My friend is the grower on the farm and she invited me to come and cook here a few years ago. For me, being able to use her great produce was a dream come true. I was also a bit done with working in restaurants. I love it here. Part of it is that I like to have a good work-life balance. I never work in the evenings and it’s very hard to find that in restaurants. It’s not a conventional set-up; it’s hard work, but it feels gentler than working in restaurants. It’s completely on my own terms and I need things to be that way. I don’t like working to someone else’s rules.

You’ve been running Chez Candice for the past three years. Do you have any future plans?

I’m happy here for a while. I like being outside in the elements. I know it sounds odd, but I enjoy it. You have a front-row seat to the seasons, although sometimes the pipes get frozen up in the morning and I can’t have my morning coffee, which is annoying. There’s no ambition to transition to bricks and mortar at the moment. Maybe one day I’d like to have a house somewhere nice - maybe Cornwall or Marseille - where people could come and I would cook for them. But I don’t want a restaurant.

Chez Candice

How does it work as a business?

My costs to be here are pretty low, but my ingredient costs are high because I use good stuff. It’s largely just me that needs paying, so as a business it does work, but it’s super up and down. I’ve never counted how many covers I do in a day, but it can get busy - I would guess about 80 people on a really good day. It’s all dictated by the weather, but a few regulars will always come by.. I work here three days a week - Thursday, Friday and Saturday - but I also do a big prep day at home on Wednesdays, all year round apart from three weeks off at Christmas.

How do people find you?

I don’t use a PR company. That has meant the business has grown slowly, but in an organic way. The people who come are here because they like the sound of it, not because it’s been hyped up. They know what to expect when they come and they know to wear boots because it’s muddy. I post my menu every day on Instagram Stories.

It looks like you have very limited equipment…

I have a hot plate, a grill, an oven and a food processor and that’s about it. I do make some of the food at a prep space I rent, but all of the baking is done here. The menu changes a lot, especially in the growing season when there’s obviously more available. I use the meat from the farm too, including beef, pork and lamb.

Chez Candice
To delete (©Chez Candice)

Who did you work for prior to launching Chez Candice?

I’ve worked at some good places in Bristol, including Katy and Kim’s Kitchen on Picton Street. The two chefs behind that started out in a trailer, as it happens. That’s where I learnt a lot about scratch cooking, especially things like sourdough and cheese scones. After that I worked at The Epicurean under Mark McCabe and at Dela in Easton, both of which have now closed.

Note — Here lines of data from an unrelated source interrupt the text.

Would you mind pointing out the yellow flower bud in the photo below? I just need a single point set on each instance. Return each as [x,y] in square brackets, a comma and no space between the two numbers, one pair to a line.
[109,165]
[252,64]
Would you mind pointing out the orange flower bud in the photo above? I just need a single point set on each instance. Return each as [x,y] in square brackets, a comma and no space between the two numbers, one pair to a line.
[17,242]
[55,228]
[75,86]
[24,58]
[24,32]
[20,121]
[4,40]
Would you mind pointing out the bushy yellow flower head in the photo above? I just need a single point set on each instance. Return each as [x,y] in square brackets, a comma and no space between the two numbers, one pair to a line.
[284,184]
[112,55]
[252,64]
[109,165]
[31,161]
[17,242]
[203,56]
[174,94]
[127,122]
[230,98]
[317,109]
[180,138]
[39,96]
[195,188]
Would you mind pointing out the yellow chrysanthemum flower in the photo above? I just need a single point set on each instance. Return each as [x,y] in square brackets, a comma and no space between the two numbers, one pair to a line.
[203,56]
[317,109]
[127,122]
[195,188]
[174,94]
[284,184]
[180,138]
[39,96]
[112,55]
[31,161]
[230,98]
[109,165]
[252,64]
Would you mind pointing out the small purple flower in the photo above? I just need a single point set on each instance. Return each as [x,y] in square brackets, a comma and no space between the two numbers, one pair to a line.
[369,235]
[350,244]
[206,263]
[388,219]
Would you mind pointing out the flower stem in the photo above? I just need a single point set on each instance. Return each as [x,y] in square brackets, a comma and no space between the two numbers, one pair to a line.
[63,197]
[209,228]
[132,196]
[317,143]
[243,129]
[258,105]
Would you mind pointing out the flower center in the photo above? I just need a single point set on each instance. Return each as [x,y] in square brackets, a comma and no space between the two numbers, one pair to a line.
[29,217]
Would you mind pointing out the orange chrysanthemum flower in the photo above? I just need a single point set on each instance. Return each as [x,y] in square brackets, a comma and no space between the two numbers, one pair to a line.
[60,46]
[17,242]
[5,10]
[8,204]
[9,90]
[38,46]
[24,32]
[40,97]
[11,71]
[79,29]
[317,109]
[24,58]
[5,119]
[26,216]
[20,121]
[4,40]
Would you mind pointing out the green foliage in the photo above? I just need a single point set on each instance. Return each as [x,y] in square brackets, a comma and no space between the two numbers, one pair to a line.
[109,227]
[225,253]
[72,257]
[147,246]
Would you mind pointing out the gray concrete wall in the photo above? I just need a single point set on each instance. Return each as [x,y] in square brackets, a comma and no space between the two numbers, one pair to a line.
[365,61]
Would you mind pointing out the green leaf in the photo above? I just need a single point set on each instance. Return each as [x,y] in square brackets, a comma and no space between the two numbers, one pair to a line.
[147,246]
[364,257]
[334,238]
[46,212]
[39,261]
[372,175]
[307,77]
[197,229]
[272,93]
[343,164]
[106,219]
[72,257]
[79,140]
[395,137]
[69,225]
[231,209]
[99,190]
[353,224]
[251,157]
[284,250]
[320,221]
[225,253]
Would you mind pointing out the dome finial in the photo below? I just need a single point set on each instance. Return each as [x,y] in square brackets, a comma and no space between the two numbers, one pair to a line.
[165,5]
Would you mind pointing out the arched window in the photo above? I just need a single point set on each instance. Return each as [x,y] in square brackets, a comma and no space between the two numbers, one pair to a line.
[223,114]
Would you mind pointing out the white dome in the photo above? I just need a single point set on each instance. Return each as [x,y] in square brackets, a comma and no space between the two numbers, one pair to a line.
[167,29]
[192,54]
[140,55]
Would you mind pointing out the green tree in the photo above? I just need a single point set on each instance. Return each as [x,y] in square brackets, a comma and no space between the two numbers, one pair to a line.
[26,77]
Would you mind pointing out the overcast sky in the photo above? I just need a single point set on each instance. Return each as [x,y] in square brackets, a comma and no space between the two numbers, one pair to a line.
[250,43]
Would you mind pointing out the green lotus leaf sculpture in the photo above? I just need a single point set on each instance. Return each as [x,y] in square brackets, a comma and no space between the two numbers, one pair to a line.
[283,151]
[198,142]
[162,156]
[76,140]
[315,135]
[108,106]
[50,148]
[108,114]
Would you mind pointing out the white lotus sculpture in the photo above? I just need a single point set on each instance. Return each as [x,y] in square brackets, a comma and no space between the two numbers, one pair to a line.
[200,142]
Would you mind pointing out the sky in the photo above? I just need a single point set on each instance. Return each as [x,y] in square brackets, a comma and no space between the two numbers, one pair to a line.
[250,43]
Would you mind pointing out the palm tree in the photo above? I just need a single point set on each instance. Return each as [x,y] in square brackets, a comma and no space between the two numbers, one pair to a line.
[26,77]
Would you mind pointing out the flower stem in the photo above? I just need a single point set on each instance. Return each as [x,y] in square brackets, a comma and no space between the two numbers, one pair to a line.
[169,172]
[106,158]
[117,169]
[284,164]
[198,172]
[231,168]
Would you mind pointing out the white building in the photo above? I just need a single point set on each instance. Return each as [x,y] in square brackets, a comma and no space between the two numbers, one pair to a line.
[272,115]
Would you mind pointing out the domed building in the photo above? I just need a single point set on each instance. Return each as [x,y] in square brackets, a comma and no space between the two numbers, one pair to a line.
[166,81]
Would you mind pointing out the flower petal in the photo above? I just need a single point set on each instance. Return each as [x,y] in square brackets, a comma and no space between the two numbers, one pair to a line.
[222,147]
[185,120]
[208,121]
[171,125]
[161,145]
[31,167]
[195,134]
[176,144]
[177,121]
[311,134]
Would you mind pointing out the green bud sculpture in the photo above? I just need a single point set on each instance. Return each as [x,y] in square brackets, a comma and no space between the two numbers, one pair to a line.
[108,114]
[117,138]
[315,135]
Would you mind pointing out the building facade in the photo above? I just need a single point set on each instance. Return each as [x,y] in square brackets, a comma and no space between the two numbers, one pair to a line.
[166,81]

You also have a sideline in TV and film work?

The role is called a home economist. It’s a stuffy name, but it’s basically all the food you see on screen. I’ve worked on historical dramas and films. I recently worked on a film with Willem Dafoe called A Man in My Basement. It’s not out yet. I made a sausage casserole in a Deep South US style and cooked rice for him to eat in a scene where he’s in a cage. He’s quite method, so he actually ate it.